Hello say i have an array of objects that looks like this
let myArray = [
{item1: true},
{item2: false},
{item3: true},
{item4: false}
]
How would I iterate though this to return a new array of true
values that looks like this:
let newArray = ['item1', 'item3']
I found this function but it only returns single items:
function findKey(map, term) {
var found = [];
for(var property in map) {
if(map.hasOwnProperty(property)) {
for(var key in map[property]) {
if(map[property].hasOwnProperty(key) && key === term) {
found.push(property);
}
}
}
}
return found;
}
Thanks!
Assuming myArray
always contains objects with only 1 property.
let newArray = myArray
.map(item => Object.entries(item)[0])
.filter(([key, value]) => value)
.map(([key, value]) => key)
Use the function reduce
to build the desired output. The handler of the function reduce
will get the keys
and check for each value === true
.
This approach checks for the whole set of keys within an object. Further, this way you only use one loop.

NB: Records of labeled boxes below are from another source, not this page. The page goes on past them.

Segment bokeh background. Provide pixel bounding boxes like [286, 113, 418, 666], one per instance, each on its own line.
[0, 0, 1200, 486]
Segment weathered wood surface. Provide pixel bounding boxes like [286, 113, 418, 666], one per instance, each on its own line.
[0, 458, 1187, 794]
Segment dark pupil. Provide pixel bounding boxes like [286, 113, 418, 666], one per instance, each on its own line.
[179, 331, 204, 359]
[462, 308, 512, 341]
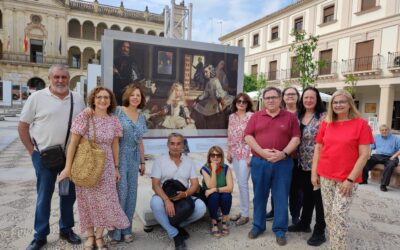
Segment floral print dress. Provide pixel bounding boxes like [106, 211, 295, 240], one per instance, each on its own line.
[71, 112, 129, 233]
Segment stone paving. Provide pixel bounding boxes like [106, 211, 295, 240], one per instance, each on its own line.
[0, 117, 400, 250]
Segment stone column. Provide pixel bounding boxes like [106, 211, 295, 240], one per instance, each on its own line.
[378, 84, 395, 128]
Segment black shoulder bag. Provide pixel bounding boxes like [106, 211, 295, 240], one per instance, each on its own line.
[32, 93, 74, 171]
[162, 179, 195, 226]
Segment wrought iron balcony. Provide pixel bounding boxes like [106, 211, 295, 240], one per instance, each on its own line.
[0, 52, 67, 67]
[388, 51, 400, 72]
[342, 54, 382, 75]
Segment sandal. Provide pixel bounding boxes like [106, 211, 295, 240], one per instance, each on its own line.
[124, 234, 133, 243]
[236, 217, 249, 226]
[211, 224, 221, 238]
[83, 235, 96, 250]
[221, 221, 229, 236]
[96, 237, 108, 250]
[108, 235, 119, 246]
[231, 214, 242, 221]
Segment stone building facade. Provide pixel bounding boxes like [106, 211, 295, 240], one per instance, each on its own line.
[220, 0, 400, 129]
[0, 0, 183, 96]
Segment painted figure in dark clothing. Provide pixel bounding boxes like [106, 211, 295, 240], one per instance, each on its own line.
[113, 41, 143, 104]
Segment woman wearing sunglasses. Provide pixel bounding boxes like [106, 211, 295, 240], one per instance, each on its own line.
[226, 93, 253, 226]
[200, 146, 233, 238]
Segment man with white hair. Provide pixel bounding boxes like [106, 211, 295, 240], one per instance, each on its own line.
[361, 124, 400, 192]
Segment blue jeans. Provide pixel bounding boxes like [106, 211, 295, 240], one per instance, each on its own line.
[150, 195, 207, 239]
[207, 192, 232, 220]
[250, 156, 293, 237]
[32, 151, 75, 240]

let myArray = [{item1: true},{item2: false},{item3: true},{item4: false}],
result = myArray.reduce((a, c) => a.concat(Object.keys(c).filter(k => c[k] === true)), []);
console.log(result);
Something much optimized than the accepted answer would look like this:
const arr = [
{ item1: true },
{ item2: false },
{ item3: true },
{ item4: false }
]
const result = [];
const len = arr.length;
for (let i = 0; i < len; ++i) {
const obj = arr[i];
const key = Object.keys(obj)[0];
if(obj[key]) {
result.push(key);
}
}
console.log(result);
There is only one loop over the array, instead of map
and filter
which ends up looping twice.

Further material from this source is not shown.